Benefits Of Caffeine
I want to dive into the benefits of caffeine in this blog post. Caffeine often gets a bad rap because of it's addictive nature and supposed link to high blood pressure, impaired sleep, and cancer... Caffeine as a supplement has been studied extensively for the past several years and there are apparent pros and cons. There is always two sides to the coin so let's explore caffeine and some of the benefits we can derive from it.
What Is Caffeine?
Caffeine is the world's most widely used psychoactive drug. It belongs to the methylxanthine class and acts as a stimulant to the central nervous system. Caffeine is related to the adenine and guanine bases of deoxyribonucleic acid (DNA) and ribonucleic acid (RNA). It's found naturally in many seeds, nuts, and leaves and acts as a protective mechanism to the plants it's found in. One of the most common plants containing caffeine is the coffea plant. The caffeine exists within the seeds of this plant, commonly referred to as coffee beans. Caffeine is also commonly found in tea, cola, and most energy drinks and pre workout supplements.
What Does Caffeine Do?
Adenosine is a chemical that all of us contain in our bodies. It is a neuromodulator and plays a role in promoting sleep and suppressing arousal. It also is involved in the regulation of blood flow to various organs through vasodilation. In the absence of caffeine, the adenosine accumulates in the neuronal synapse which, in turn, bind to and activate the adenosine receptors found in the CNS neurons. When these receptors are activated, they produce a cellular response that increases drowsiness. When caffeine is present, it antagonizes the adenosine receptors and prevents them from activating by blocking the adenosine binding location on the receptor.

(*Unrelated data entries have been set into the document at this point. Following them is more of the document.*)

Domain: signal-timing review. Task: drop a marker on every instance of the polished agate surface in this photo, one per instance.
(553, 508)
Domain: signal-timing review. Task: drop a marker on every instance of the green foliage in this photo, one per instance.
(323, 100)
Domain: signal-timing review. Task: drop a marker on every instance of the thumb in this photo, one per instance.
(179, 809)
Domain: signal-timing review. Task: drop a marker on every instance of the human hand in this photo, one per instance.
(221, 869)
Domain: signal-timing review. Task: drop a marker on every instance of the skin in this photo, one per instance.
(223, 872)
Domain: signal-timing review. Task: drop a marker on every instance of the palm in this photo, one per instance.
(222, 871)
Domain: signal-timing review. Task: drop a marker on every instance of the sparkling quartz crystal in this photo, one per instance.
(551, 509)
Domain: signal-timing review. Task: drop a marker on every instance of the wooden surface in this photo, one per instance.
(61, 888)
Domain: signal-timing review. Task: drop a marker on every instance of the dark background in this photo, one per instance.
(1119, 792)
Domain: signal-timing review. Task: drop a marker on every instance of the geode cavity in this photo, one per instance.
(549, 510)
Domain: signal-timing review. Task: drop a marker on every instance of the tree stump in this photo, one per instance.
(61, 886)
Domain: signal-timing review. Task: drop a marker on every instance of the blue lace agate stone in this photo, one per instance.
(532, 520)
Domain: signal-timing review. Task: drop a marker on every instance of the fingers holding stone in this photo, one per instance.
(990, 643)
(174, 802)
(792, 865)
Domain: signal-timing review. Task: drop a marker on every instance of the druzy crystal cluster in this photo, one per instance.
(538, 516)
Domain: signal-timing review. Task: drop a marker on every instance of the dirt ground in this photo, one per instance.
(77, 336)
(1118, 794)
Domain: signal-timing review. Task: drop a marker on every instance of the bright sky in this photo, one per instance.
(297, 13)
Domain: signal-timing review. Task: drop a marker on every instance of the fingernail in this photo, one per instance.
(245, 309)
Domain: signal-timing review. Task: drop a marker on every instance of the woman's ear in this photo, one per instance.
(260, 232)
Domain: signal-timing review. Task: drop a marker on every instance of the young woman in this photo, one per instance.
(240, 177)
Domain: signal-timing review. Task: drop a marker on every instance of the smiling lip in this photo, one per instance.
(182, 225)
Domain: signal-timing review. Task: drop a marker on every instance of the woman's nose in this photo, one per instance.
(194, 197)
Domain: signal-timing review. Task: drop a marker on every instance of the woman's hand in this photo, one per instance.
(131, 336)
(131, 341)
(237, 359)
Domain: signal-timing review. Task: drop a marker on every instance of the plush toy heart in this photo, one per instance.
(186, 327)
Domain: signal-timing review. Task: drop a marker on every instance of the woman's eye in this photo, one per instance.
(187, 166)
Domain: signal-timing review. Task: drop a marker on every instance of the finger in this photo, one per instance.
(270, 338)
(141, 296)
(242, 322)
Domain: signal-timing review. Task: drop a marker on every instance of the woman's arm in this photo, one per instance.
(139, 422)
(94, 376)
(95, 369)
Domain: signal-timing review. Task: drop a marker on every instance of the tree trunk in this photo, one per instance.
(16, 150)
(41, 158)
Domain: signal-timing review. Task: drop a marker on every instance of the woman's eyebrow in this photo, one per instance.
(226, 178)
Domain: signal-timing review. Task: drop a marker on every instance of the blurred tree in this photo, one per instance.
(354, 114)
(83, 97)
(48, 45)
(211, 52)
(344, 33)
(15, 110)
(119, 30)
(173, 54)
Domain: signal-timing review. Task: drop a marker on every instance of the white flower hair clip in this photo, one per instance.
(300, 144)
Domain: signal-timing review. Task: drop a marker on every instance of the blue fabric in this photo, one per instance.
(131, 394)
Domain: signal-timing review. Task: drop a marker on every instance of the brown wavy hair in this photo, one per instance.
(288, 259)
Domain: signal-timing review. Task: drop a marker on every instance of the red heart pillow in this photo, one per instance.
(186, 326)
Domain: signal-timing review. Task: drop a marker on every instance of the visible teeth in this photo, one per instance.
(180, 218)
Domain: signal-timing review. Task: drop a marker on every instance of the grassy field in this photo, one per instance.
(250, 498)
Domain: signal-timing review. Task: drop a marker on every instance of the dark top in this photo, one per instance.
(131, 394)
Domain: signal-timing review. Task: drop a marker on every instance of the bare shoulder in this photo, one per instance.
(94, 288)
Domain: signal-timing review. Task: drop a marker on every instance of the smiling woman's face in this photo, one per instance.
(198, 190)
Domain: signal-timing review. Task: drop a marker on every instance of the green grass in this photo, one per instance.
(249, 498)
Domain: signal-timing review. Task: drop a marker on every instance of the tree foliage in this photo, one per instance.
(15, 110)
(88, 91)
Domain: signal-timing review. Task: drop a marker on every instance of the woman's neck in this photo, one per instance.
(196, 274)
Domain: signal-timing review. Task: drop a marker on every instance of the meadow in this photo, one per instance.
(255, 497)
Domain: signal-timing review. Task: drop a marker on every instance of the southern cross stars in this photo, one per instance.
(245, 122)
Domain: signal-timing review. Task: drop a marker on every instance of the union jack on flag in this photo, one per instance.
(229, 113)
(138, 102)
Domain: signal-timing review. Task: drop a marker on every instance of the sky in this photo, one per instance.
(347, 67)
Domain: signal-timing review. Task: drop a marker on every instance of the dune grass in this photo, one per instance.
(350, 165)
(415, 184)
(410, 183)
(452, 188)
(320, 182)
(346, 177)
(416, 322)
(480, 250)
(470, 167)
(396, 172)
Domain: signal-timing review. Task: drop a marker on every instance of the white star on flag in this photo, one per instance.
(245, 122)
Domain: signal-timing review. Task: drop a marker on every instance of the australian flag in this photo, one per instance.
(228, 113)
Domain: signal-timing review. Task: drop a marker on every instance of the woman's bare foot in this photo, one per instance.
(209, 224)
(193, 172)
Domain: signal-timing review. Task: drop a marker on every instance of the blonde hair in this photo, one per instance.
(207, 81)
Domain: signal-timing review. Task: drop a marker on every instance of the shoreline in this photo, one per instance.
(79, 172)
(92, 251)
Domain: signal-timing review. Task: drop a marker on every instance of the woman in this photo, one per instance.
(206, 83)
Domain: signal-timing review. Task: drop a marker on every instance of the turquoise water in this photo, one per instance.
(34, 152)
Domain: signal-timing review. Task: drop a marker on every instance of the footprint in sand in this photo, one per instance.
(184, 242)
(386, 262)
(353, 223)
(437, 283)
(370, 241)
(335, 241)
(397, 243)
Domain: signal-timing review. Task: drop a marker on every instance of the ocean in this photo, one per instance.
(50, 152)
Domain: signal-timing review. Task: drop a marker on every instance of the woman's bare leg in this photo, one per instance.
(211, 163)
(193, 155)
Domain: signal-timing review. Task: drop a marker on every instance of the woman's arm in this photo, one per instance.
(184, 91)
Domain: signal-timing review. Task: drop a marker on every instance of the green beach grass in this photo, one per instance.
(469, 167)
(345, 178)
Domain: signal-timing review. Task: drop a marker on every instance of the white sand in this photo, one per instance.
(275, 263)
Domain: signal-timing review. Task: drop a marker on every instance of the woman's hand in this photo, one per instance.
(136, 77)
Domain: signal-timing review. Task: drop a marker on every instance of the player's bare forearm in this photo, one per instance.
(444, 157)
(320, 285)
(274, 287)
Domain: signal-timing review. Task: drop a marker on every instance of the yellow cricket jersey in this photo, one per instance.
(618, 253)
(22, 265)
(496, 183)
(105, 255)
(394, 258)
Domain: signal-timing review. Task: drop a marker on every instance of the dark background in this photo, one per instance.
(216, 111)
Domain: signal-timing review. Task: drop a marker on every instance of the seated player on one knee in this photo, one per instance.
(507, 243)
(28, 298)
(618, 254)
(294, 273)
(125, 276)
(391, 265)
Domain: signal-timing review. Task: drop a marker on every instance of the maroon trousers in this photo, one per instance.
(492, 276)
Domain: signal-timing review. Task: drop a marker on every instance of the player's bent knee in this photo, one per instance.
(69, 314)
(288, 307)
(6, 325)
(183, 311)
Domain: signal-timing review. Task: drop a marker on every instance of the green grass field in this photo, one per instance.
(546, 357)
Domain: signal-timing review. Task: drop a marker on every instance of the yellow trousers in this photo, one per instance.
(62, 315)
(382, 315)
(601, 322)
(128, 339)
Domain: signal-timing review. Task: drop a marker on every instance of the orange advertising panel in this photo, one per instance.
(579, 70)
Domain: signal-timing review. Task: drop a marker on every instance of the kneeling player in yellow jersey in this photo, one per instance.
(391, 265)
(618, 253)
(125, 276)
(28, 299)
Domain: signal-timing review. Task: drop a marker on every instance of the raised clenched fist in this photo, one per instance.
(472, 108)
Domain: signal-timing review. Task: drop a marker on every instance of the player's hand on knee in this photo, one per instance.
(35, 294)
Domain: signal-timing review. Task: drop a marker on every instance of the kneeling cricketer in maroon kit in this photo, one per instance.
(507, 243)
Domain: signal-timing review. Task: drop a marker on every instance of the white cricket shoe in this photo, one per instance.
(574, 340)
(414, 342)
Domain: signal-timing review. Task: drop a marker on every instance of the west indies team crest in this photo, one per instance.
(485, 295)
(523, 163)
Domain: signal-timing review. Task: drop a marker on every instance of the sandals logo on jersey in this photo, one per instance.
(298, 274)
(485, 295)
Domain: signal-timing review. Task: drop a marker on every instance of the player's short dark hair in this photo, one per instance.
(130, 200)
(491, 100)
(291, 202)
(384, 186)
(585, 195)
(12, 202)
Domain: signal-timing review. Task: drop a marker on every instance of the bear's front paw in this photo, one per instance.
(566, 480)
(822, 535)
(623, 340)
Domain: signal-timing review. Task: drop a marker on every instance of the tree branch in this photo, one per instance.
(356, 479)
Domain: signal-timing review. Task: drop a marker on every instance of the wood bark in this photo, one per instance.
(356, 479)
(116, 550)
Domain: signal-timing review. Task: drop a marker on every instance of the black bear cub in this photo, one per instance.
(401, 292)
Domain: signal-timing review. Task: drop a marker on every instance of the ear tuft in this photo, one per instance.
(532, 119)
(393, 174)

This temporarily prevents drowsiness and is the main reason why you see everyone reach for a cup of coffee upon waking or during the afternoon slump.
Caffeine is also touted to:
- Give you more energy
- Increase your mental clarity
- Boost your sport's perfromance
- Improve brain function
- Enhance memory
While those all my be true, I would argue that all of those are simply a byproduct of your temporary increase in alertness.
Other Benefits Of Caffeine
Another potential benefit of caffeine is it's ability to aid in fat-loss. Now, this is up for debate but there are two fairly sound arguments. One is that it has a satiating effect that suppresses appetite which results in a lower total caloric intake. If consuming coffee enables you to eat at a slightly lower caloric intake and moves the energy balance towards a net negative, you could potentially lose weight. Now, this is not to say that simply dropping calories causes fat loss, that is a whole blog topic in itself.
The other theory is that caffeine helps to stimulate thermogenesis and causes the body to generate more heat and energy. Since caffeine is shown to increase alertness and stimulate the sympathetic nervous system, this could very well hold some truth. However, the increased fat burning effects of consuming caffeine would pale in comparison to what could be accomplished by proper nutrition and training so don't expect caffeine to be your answer for long term body recomposition.
Apart from increased alertness and a potential increase in fat burning, caffeine has also been studied as a potential aid in...
- Reducing the risk of Alzheimer's disease
- Reducing the risk of Parkinson's disease
- Reducing the risk of Type 2 diabetes
As is true with most things in the health and nutrition world, there is much left up for debate with regard to caffeine. For years, caffeine was frowned upon for many of its potential negative side effects (which will be the topic of another blog post). However, with the current research, I do not see any overwhelming need to avoid caffeine. Like most things, use it as a tool in moderation. Don't rely on caffeine as a crutch to make it through the day-to-day. I personally supplement with 120mg - 240mg of caffeine per day, generally prior to training. There was a time when I consumed significantly more than that until I began to notice a dependency on the drug and realized I had to scale it back. Now, I can quit coffee entirely if I decided to do so and I wouldn't suffer any negative consequences. Addiction to anything is bad. Use it strategically and benefit from the positive effects of caffeine.